第三章 経営数値計画を作成してみる
第二節 固定費の現状を探る
固定費とは、売上があっても無くても固定的に発生する費用のことです。地代や家賃或いは従業員の給与などが該当します。 キャッシュフロー経営計画を作成する上において、売上の見積もりも大事なのですが、固定費の算出はもっと大事です。 ある会社での出来事です。経営者がこんなに利益が出ているのにお金が足りないというところから、先ず固定費の算出作業を開始しました。上記の問題とは因果関係は無いのですが、調査をしていて、何と実際には使っていないリース料が金額にして毎月の金額で50万円程出てきたのには驚いてしまいました。 そのほとんどは営業所の資産で、営業所では当に廃棄したものなのですが、本社では未だあるものと思いそのままリース料を払い続けていたモノや、下取りしたはずの備品が納入会社の手違いでそのまま使用していることになっていたモノ等、管理のずさんさにあきれたものでした。 また、固定費の本質的な付加価値貢献度も算出しなければなりません。
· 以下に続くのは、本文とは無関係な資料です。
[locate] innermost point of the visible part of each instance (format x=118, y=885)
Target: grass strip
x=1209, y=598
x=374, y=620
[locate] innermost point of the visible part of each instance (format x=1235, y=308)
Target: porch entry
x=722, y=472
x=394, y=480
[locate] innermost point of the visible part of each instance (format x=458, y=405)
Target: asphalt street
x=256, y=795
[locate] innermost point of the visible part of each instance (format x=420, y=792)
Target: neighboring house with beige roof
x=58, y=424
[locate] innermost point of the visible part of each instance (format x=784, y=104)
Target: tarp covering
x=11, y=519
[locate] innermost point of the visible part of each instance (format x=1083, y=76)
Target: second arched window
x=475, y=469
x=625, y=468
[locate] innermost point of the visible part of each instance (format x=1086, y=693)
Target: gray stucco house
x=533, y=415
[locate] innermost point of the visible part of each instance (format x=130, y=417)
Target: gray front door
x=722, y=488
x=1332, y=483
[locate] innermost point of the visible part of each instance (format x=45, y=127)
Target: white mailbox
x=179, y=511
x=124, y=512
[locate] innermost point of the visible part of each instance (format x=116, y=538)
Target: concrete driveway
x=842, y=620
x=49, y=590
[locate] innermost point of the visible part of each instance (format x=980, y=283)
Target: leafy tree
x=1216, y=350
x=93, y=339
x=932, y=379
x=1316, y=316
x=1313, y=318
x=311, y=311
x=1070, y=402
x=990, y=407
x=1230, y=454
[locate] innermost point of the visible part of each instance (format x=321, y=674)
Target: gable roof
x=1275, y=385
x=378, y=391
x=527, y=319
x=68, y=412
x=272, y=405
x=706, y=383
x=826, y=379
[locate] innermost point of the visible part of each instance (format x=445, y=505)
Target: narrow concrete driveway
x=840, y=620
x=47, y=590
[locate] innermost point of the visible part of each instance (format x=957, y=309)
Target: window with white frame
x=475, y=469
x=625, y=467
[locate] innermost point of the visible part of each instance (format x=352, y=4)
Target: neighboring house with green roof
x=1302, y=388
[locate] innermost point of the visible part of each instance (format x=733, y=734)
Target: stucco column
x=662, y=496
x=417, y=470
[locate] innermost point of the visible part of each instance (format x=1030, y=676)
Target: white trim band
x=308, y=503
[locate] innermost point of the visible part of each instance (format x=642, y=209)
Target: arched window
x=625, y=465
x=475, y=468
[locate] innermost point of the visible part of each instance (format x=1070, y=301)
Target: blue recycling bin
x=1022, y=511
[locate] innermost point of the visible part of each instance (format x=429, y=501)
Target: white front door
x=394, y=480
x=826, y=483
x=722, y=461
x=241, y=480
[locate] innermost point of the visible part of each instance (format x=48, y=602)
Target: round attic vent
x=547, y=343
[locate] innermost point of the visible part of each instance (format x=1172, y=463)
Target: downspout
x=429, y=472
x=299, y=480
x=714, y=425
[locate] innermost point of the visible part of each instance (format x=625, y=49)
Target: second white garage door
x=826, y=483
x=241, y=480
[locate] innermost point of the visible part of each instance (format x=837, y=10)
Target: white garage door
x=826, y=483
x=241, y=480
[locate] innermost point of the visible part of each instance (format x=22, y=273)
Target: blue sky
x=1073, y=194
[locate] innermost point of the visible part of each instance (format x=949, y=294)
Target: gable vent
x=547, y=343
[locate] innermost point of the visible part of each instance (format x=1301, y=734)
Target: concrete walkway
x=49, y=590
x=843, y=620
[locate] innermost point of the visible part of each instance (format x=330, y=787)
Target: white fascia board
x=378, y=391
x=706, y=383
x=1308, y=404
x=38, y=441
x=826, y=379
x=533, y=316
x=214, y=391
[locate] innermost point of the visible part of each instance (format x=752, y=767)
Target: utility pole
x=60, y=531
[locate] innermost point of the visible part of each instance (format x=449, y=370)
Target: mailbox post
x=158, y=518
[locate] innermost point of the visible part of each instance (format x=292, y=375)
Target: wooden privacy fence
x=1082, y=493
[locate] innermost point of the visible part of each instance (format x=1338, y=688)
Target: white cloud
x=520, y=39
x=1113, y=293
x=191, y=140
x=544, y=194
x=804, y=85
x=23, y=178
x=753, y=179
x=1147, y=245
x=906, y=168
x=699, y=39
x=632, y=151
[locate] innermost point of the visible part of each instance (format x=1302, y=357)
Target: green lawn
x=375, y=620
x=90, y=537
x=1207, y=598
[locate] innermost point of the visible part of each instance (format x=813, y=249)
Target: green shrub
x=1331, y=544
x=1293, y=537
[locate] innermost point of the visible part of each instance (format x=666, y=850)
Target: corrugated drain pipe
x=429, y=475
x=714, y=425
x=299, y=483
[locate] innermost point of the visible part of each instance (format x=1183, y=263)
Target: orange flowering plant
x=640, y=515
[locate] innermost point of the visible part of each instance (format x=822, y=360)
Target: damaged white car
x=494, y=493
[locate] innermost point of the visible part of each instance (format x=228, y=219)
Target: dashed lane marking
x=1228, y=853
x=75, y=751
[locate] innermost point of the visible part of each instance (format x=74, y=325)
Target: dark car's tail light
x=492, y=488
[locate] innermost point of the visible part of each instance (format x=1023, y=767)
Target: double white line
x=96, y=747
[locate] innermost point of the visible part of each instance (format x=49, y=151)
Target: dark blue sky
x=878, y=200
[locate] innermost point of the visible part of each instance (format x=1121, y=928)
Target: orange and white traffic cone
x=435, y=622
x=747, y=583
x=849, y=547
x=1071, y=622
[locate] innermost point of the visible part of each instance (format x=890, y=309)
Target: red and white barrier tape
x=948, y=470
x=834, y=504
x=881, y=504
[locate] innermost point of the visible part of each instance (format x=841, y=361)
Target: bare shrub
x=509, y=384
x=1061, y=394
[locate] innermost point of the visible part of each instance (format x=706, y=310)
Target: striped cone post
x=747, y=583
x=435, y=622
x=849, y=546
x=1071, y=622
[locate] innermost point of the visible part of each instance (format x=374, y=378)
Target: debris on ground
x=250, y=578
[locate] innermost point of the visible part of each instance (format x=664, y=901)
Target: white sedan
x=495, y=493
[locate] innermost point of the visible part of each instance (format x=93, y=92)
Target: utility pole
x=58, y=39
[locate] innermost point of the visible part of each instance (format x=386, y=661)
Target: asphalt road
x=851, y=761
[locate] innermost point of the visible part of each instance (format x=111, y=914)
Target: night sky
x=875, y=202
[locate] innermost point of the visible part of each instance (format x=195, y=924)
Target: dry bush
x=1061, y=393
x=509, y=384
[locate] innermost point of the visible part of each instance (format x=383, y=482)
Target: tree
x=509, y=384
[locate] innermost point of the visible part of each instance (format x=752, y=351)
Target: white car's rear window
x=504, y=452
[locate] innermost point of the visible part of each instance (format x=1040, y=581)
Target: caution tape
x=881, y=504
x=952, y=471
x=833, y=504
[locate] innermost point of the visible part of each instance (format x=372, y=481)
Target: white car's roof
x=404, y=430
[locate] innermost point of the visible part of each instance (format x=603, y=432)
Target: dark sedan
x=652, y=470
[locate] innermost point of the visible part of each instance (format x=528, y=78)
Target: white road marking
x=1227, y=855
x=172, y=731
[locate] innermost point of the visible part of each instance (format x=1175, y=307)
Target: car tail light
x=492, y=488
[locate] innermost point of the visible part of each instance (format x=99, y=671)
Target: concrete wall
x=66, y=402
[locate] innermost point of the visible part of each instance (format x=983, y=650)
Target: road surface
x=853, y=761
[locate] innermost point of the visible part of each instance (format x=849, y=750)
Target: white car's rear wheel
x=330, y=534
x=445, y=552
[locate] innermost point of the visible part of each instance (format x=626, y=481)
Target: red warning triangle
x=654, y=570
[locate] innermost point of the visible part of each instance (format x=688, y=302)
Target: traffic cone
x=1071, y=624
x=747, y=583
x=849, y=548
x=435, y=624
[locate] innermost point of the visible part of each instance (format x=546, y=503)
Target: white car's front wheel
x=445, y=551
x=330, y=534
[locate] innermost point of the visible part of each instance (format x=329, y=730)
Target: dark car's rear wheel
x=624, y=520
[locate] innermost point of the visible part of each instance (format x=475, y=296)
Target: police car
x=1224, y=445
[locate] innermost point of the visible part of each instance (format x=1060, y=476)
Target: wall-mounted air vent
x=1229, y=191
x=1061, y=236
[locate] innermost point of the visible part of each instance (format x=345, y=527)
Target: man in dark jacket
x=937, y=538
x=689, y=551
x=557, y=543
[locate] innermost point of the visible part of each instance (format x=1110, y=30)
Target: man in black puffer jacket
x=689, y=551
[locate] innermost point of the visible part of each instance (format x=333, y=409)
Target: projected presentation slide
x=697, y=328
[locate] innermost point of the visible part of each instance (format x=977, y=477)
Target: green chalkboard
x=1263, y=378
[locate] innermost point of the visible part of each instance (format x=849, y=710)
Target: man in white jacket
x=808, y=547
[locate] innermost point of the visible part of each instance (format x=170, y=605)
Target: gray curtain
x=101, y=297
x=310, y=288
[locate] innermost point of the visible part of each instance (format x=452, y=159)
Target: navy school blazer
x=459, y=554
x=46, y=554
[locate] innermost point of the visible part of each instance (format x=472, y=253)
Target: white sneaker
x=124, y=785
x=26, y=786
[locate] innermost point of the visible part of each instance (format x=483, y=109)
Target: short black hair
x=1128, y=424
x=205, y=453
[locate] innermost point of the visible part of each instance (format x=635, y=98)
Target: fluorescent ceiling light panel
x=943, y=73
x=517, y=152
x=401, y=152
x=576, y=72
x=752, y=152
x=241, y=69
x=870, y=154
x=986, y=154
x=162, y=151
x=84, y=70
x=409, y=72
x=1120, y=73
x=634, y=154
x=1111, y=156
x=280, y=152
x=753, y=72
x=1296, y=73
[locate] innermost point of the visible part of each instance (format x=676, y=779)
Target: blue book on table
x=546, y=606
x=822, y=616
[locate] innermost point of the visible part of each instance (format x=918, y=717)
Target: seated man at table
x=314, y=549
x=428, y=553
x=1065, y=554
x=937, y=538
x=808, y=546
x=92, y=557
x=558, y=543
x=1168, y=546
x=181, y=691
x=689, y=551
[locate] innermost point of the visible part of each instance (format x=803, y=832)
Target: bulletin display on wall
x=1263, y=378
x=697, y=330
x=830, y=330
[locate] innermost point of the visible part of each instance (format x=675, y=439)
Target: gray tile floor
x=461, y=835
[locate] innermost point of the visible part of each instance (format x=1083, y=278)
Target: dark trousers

あるところで、固定費の削減ということで人員の整理を行ったところ、それに合わせるように付加価値はそれ以上の減少となり、目論見通りにはいかなかったという例もあります。 短絡的に人員を削減すると、その後の経営に大きな影響を与えかねないこともあります。(モラルの低下や勢いという目に見えない力が減退してしまうのです) 固定費は置き換えや変更で資源の有効活用が可能になる費用でもあります。また、固定費の変動費化というのも近年もてはやされております。アウトソーシングなるものがそうです。 ある会社でしたが、外部的な要因である店舗を締めなければいけない状態に追い込まれました。従業員は全員がっかりでした。その店舗の社員も遠方ということもあり、無くなく辞めてもらいました。しかし、私だけはこれで来期は黒字が増えると話し、皆のひんしゅくをかったものでした。 結果は、会社創立以来の記録的な利益となりました。 結論はこうです。そのテンポは若干の赤字ではあったものの売上はそれなりにあげておりましたが、人員管理やその他の面で色々と問題があり、本部の部長をはじめとする管理者が入れ替わり立ち替わりてこ入れに訪問しておりました。 私の結論はリソースといわれる人的資源がこちらの店に大幅にとられた結果として戦略の立案や業務スキームの構築が遅れ遅れの状態でした。 管理者がこのお店に体が取られない状況になれば、できなかった事ができるようになるので、利益が増えると云った次第です。それは、見事にあたりました。減収増益だったわけです。固定費の有効活用とはこのようなことです。その固定費が果たして有効に機能しているかを見渡す意味でも固定費の現状を探る必要があるわけです。